Quote in context:
Suppose you have constructed the best set of features you can, but the classifiers you receive are still not accurate enough. What can you do now? There are two main choices: design a better learning algorithm, or gather more data (more examples, and possibly more raw features, subject to the curse of dimensionality). Machine learning researchers are mainly concerned with the former, but pragmatically the quickest path to success is often to just get more data. As a rule of thumb, a dumb algorithm with lots and lots of data beats a clever one with modest amounts of it. (After all, machine learning is all about letting data do the heavy lifting.)The immediately following paragraph also has some good stuff:
This does bring up another problem, however: scalability. In most of computer science, the two main limited resources are time and memory. In machine learning, there is a third one: training data.
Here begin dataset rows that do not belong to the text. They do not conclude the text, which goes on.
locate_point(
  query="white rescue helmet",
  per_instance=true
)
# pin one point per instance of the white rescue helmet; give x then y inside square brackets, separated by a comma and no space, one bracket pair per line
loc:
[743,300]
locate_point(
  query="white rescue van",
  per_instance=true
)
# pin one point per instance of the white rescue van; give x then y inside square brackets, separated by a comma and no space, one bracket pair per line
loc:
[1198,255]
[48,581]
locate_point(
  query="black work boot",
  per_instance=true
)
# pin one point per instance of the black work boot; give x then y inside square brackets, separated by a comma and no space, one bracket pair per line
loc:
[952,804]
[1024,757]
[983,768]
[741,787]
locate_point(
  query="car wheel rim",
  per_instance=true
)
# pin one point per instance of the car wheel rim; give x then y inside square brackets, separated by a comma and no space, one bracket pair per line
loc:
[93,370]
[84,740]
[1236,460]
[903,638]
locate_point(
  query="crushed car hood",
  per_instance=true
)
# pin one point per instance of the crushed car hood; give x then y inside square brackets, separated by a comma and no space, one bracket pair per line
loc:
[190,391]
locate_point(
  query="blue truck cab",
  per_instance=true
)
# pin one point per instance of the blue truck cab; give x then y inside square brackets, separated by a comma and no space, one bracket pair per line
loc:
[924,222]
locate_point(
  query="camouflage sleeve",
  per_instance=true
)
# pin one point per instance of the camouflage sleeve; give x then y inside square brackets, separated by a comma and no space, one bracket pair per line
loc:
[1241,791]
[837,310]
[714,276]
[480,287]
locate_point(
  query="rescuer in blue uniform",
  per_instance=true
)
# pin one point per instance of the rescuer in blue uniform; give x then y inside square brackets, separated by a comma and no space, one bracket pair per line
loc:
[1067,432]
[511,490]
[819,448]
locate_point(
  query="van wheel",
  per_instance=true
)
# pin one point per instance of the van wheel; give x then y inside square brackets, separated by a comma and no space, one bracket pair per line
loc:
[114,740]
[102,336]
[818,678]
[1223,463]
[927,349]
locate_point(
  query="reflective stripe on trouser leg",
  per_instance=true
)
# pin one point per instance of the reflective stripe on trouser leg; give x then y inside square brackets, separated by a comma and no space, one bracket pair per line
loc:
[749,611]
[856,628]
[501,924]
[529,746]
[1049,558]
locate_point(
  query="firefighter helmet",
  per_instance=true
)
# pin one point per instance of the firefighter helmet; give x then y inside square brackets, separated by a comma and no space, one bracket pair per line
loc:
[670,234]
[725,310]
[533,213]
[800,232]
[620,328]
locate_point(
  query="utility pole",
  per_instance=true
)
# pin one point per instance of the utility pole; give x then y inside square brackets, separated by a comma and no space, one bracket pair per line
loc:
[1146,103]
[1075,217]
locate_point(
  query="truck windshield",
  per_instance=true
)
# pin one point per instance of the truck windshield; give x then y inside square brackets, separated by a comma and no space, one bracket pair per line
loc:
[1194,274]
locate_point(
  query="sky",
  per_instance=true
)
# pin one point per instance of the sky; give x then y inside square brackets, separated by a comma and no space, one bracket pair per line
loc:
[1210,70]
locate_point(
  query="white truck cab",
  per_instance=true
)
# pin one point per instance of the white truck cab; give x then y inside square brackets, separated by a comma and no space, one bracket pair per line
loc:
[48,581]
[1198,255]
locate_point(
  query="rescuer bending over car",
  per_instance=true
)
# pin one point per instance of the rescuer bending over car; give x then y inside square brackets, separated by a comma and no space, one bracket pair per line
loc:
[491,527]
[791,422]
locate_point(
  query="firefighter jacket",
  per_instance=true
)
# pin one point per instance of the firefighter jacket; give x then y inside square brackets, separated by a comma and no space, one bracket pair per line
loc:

Which one is the bottleneck has changed from decade to decade. In the 1980s it tended to be data. Today it is often time. Enormous mountains of data are available, but there is not enough time to process it, so it goes unused. This leads to a paradox: even though in principle more data means that more complex classifiers can be learned, in practice simpler classifiers wind up being used, because complex ones take too long to learn. Part of the answer is to come up with fast ways to learn complex classifiers, and indeed there has been remarkable progress in this direction (for example, Hulten and Domingos).